Mais que voilà un de ces films ... enthousiasmants, voilà, c'est le terme. Un pur film concept, dans le genre qui passe ou qui casse : un affrontement entre un maître et un prof, avec une batterie au milieu. Moi, rien que de lire ça, j'ai eu envie d'y aller illico. Je n'aime pas trop le jazz ? M'en fiche. J'ai toujours adoré Stewart Copeland, qui était un batteur de jazz "égaré" dans le rock, alors, prenons ça aussi comme un témoignage de ce qu'est un batteur de jazz :
- un batteur de jazz bat très très vite et très très fort ! Ah, si c'était ça le jazz, j'écouterais plus souvent (avis purement personnel)
- un batteur de jazz raté devient un batteur de rock (dit dans le film) : pas sympa pour un mec comme Steve Shelley, Keith Moon ou Rob Hirst pour ne citer que ceux qui me passent par la tête.
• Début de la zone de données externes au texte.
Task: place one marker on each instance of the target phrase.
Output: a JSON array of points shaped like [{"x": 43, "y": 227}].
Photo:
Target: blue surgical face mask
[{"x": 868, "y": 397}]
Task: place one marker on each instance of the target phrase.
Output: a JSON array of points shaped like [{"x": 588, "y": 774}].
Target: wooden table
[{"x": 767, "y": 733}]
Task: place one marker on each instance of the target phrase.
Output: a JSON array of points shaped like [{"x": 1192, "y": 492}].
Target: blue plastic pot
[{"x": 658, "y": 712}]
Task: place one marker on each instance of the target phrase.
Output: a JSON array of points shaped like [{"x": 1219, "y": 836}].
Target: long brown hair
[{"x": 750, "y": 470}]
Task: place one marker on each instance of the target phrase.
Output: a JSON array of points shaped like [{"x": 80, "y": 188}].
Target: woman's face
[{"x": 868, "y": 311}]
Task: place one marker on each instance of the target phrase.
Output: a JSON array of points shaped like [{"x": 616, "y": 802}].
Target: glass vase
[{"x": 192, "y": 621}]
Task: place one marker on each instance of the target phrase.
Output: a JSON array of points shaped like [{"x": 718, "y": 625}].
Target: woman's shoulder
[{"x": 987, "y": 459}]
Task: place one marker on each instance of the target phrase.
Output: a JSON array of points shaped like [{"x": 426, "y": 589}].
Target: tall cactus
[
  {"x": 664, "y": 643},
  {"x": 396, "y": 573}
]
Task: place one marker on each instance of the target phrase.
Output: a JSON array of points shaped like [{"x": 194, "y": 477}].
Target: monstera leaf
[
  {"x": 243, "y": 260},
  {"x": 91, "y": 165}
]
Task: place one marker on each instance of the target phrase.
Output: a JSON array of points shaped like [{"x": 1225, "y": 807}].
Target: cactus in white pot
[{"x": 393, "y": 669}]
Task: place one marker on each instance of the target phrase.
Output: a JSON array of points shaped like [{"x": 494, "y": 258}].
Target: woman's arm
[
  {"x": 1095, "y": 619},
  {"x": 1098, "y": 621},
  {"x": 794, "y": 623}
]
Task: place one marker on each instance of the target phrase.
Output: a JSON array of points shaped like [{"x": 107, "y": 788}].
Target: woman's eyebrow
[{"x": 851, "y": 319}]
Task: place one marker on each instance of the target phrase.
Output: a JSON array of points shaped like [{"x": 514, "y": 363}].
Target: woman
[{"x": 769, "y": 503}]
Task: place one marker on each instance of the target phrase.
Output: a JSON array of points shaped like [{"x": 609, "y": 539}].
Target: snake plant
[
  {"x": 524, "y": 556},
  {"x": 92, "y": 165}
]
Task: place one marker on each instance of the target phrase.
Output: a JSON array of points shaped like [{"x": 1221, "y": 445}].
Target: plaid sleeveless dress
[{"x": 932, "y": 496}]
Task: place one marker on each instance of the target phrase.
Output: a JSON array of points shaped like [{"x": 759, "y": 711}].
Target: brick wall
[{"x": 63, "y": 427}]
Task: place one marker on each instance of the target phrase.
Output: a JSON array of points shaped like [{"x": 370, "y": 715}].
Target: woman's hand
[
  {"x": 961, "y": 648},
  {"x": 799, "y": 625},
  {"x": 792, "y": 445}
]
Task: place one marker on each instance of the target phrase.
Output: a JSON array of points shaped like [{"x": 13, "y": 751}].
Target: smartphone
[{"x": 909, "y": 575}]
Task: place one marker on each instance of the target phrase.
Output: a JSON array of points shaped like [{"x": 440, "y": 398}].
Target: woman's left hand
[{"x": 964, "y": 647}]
Bon, passons donc sur ces deux points juste juste : le reste, parfait. Voilà ce que c'est que de faire un film en prenant son temps. Si j'ai bien compris, il s'agissait d'abord d'un court métrage, qui vu son succès est devenu au fil du temps un long, qui a voyagé de festival en ... festival, qui a dû se bonifier au montage ... Bref, le boulot, ça paie et ça fait parfois ça : une oeuvre ABOUTIE. Une expérience de cinéma pour le spectateur.
C'est presque de la 5D, où l'on sue et saigne nous aussi, où on se prend les mollards du prof en pleine gueule, on sent le trac et la trouille dans nos entrailles...
Les deux types, on a aussi bien envie de les baffer que de les serrer dans nos bras, le jeune n'est pas du tout un héros positif, juste un petit nerd obnubilé par son but de devenir un grand batteur, parfois odieux et limite autiste; le prof, un jusqu'au boutiste qui veut sortir le meilleur de ses élèves, en faire non pas des bons mais des grands, et qui, eh bien, dépasse un peu les limites, mais on ne sait pas s'il le fait avec plaisir ou bien s'il ne s'en rend pas compte. J'aime cette ambiguïté, ça fait discuter entre amis devant le verre en terrasse.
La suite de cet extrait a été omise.